Time in a Bottle

I just heard the story of a woman who was talking on the phone with her husband, when he suffered a major heart attack and died. Wow! It takes your breath away.

We all live as though we have all the time in the world. We often procrastinate thinking, “I’ll do that tomorrow.” But what if there is no tomorrow?

In 1972 Jim Croce wrote the song, “Time in a Bottle.” At the time he wrote the song he was thinking of abandoning the concert scene and focusing his attention on writing short stories and screen plays. He planned to retire from public life to spend more time at home with his wife Ingrid and son AJ.

On the night of Thursday, September 20, 1973, Croce and five others were killed when their chartered plane crashed into a tree during takeoff from the Natchitoches Regional Airport in Natchitoches, Louisiana. Croce was 30 years old.

Time cannot be kept in a bottle or a box full of wishes. Time is a precious commodity, granted to us by our Creator and intended to be used to live the “kingdom of God on earth as it is in heaven” (Matthew 6:10).

I recently retired from fulltime pastoral ministry and time has taken on a new meaning in this later season of life. It is not sad or morbid, but it is different. It is a season of change and reflection. For more than forty years life was lived somewhat at the beck and call of others. Vacations were postponed for funerals, or abbreviated to officiate a wedding. Not bad things at all. Just the way life is lived in the local church.

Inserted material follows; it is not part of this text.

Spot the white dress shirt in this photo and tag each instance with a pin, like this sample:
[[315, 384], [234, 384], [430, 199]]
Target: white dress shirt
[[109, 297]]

In this season however, one is forced to reevaluate time. Like Jim Croce, we may have important plans for the present and future, but the reality is our times are in God’s hands. And for the record, God does not reckon time the way we mortals do.

There are two Greek words for time. Chronos refers to sequential, chronological time while Kairos means the right or opportune time. God works in both spheres. God is fully cognizant of the fact that we are bound by twenty-four hour days, but within the constraints of Chronos, God is at work creating the right opportunities for us to experience God’s purposes.

Our lives may be long or short, but in God’s time (Kairos), we are blessed with limitless opportunities to live as the people of God in this place. We are often so bound by Chronos that we fail to see God at work in the season of life in which we find ourselves.

An obsession with time, leads us to a spiritual blindness to what God wants to do in this season of our lives. God’s timing is perfect. Hear Paul’s words to the church at Rome. “For while we were still weak, at the right time Christ died for the ungodly” (Romans 5:6 emphasis added).

As human beings we allow the press of time to control our lives. There is a meeting to attend, an appointment to keep, a call to make. Over and over each day we succumb to the god of time.

Our lives would be much richer if we lived with the words of Jesus in front of us rather than the calendar.  “Do not worry about tomorrow, for tomorrow will bring worries of its own. Today’s trouble is enough for today” (Matthew 6:34).

A few of the lyrics from “Time in a Bottle” to remind all of us to live fully into the Kairos of God.

If I could save time in a bottle

The first thing that I’d like to do

Is to save every day ’til eternity passes away

Just to spend them with you

If I could make days last forever

If words could make wishes come true

I’d save every day like a treasure, and then

Again, I would spend them with you

But there never seems to be enough time

To do the things you want to do once you find them


4 responses to “Time in a Bottle”

  1. Time In A Bottle has a VERY new meaning for us after survival Hurricane Ian!

    Your words are spot on!

    Like

  2. I have been to four funerals in the last two weeks. Time is gone for those four people, which has reminded me to live in God’s time. I really enjoyed reading your blog. It was just what I needed.